SpatialEcoTyper supports sparse matrix as input. Mtx files can be loaded into R using the ReadMtx function from the Seurat package.

drive_download(as_id("13M3xhRxp0xK9gf5F4DE9idSBFqVQIXDT"), "HumanMelanomaPatient1_subset_counts.mtx.gz", overwrite = TRUE)
drive_download(as_id("136feRaFjMtNvduLTm5xqa3WhyyoG4Xzo"), "HumanMelanomaPatient1_subset_cells.tsv.gz", overwrite = TRUE)
drive_download(as_id("13QprWzJhzzUy_w3XSrjlt9pjf2n-G7HV"), "HumanMelanomaPatient1_subset_genes.tsv.gz", overwrite = TRUE)

scdata <- ReadMtx(mtx = "HumanMelanomaPatient1_subset_counts.mtx.gz", 
                  cells = "HumanMelanomaPatient1_subset_cells.tsv.gz", 
                  features = "HumanMelanomaPatient1_subset_genes.tsv.gz",
                  feature.column = 1, cell.column = 1)

Data normalization

The gene expression data should be normalized before SpatialEcoTyper analysis. The data can be normalized using NormalizeData or SCTransform.

Here, we are normalizing using SCTransform normalization. We recommend to install the glmGamPoi package for faster computation.

if(!"glmGamPoi" %in% installed.packages()){
  BiocManager::install("glmGamPoi")
}
tmpobj <- CreateSeuratObject(scdata) %>%
      SCTransform(clip.range = c(-10, 10), verbose = FALSE)

seurat_version = as.integer(gsub("\\..*", "", as.character(packageVersion("SeuratObject"))))
if(seurat_version<5){
  normdata <- GetAssayData(tmpobj, "data")
}else{
  normdata <- tmpobj[["SCT"]]$data
}
Using NormalizeData for the normalization:
normdata <- NormalizeData(scdata)

Preview of the sample

The SpatialView function can be used to visualize single cells within the tissue. You can color the cells by cell type or predefined spatial regions.

# Visualize the cell type annotations in the tissue
SpatialView(scmeta, by = "CellType") + scale_color_manual(values = pals::cols25())

# Visualize the regions in the tissue
SpatialView(scmeta, by = "Region") + scale_color_brewer(type = "qual", palette = "Set1")

The SpatialView function can also be used to visualize continuous characteristics, such as the minimum distance of each single cell to tumor/stroma margin. Here, positive distances indicate cells located within the tumor region, while negative distances denote cells within the stroma.

# Visualize the distance to tumor margin
SpatialView(scmeta, by = "Dist2Interface") + 
  scale_colour_gradient2(low = "#5e3c99", high = "#e66101", 
                         mid = "#d9d9d9", midpoint = 0) + 
  labs(color = "Distance to\ntumor margin")
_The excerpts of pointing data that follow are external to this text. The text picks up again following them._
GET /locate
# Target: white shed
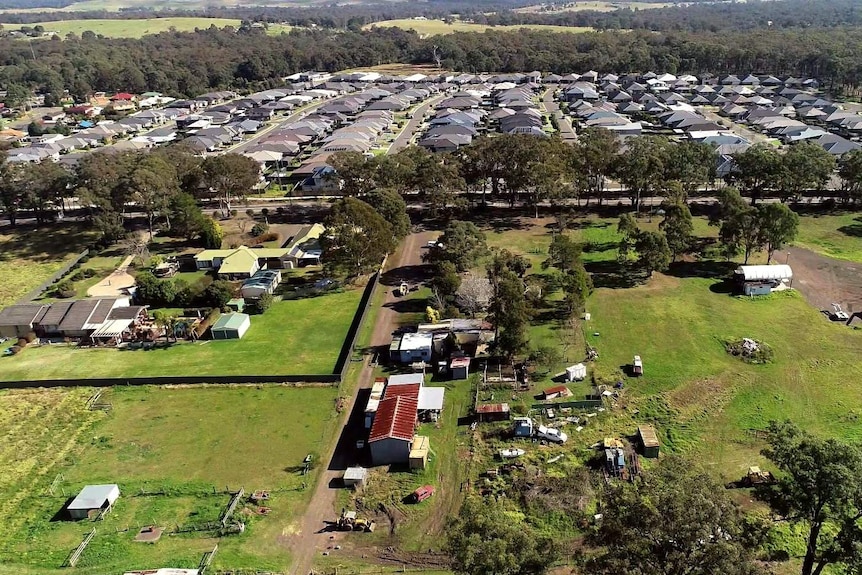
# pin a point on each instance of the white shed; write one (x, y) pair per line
(577, 372)
(93, 498)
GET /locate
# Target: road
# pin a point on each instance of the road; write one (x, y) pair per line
(564, 124)
(312, 536)
(406, 136)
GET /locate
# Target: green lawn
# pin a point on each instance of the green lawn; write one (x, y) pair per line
(292, 337)
(186, 441)
(129, 28)
(439, 27)
(29, 256)
(836, 236)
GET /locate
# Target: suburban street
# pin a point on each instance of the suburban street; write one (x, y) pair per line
(553, 107)
(406, 136)
(312, 537)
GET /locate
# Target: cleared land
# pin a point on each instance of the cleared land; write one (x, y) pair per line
(293, 337)
(129, 28)
(592, 6)
(181, 441)
(30, 256)
(439, 27)
(837, 236)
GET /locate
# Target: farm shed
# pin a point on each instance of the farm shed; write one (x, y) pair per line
(762, 280)
(492, 412)
(430, 403)
(577, 372)
(649, 441)
(556, 391)
(460, 367)
(355, 477)
(93, 498)
(418, 458)
(231, 326)
(413, 347)
(392, 431)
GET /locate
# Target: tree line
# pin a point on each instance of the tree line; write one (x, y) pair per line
(191, 63)
(677, 520)
(167, 185)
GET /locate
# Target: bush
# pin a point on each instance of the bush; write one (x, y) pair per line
(259, 229)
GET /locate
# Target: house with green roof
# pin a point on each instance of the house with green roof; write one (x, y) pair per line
(243, 262)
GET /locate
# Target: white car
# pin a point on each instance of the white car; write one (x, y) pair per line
(551, 434)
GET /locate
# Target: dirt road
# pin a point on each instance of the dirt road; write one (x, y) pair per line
(824, 280)
(310, 536)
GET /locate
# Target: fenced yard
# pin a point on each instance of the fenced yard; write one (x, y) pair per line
(177, 455)
(293, 337)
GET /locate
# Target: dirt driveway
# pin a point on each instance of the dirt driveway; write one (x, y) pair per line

SE discovery using SpatialEcoTyper

The SpatialEcoTyper function is designed to identify spatial ecotypes (SEs) from single-cell spatial transcriptomics data. The workflow begins by defining spatial neighborhoods (SNs) on a regular grid and constructing cell type–specific gene expression profiles (GEPs) for each SN. For each cell type, a similarity network is then generated based on these GEPs, where nodes represent SNs and edges denote their expression similarity. To integrate these networks across cell types, SpatialEcoTyper applies the Similarity Network Fusion (SNF) method, originally developed for multi-omics data integration (Wang et al., 2014). This yields a fused similarity network that captures shared spatial transcriptomic variation across cell types, enabling the identification of SEs through clustering.
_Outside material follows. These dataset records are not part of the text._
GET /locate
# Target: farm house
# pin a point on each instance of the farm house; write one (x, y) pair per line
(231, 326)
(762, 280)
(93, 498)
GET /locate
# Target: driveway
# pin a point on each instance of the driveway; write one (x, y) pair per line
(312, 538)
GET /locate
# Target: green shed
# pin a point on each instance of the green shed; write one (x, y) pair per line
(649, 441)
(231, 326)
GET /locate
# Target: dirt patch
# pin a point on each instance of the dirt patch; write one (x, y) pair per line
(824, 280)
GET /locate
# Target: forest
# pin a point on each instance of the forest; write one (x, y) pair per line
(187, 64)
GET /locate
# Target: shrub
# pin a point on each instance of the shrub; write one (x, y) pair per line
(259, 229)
Key arguments for SpatialEcoTyper
  • normdata A matrix representing normalized gene expression data, where rows correspond to genes and columns correspond to cells.
  • metadata A data frame containing metadata associated with each cell. Must include spatial coordinates (e.g., X and Y) as well as cell type annotations. The row names must match the column names of the normdata.
  • outprefix Character string specifying the prefix for output file names.
  • radius Numeric specifying the radius (default: 50 µm) for defining spatial neighborhood.
  • grid.size Numeric specifying the grid size for spatial discretization of coordinates.
  • resolution Numeric specifying the resolution for Louvain clustering (default: 0.5).
  • nfeatures Integer specifying the number of top variable features (default: 500) used for the analysis.
  • min.cts.per.region Integer specifying the minimum number of cell types (default: 2) required for a spatial neighborhood.
  • iterations Integer specifying the number of iterations (default: 10) for SNF analysis.
  • ncores Integer specifying the number of CPU cores to use for parallel processing.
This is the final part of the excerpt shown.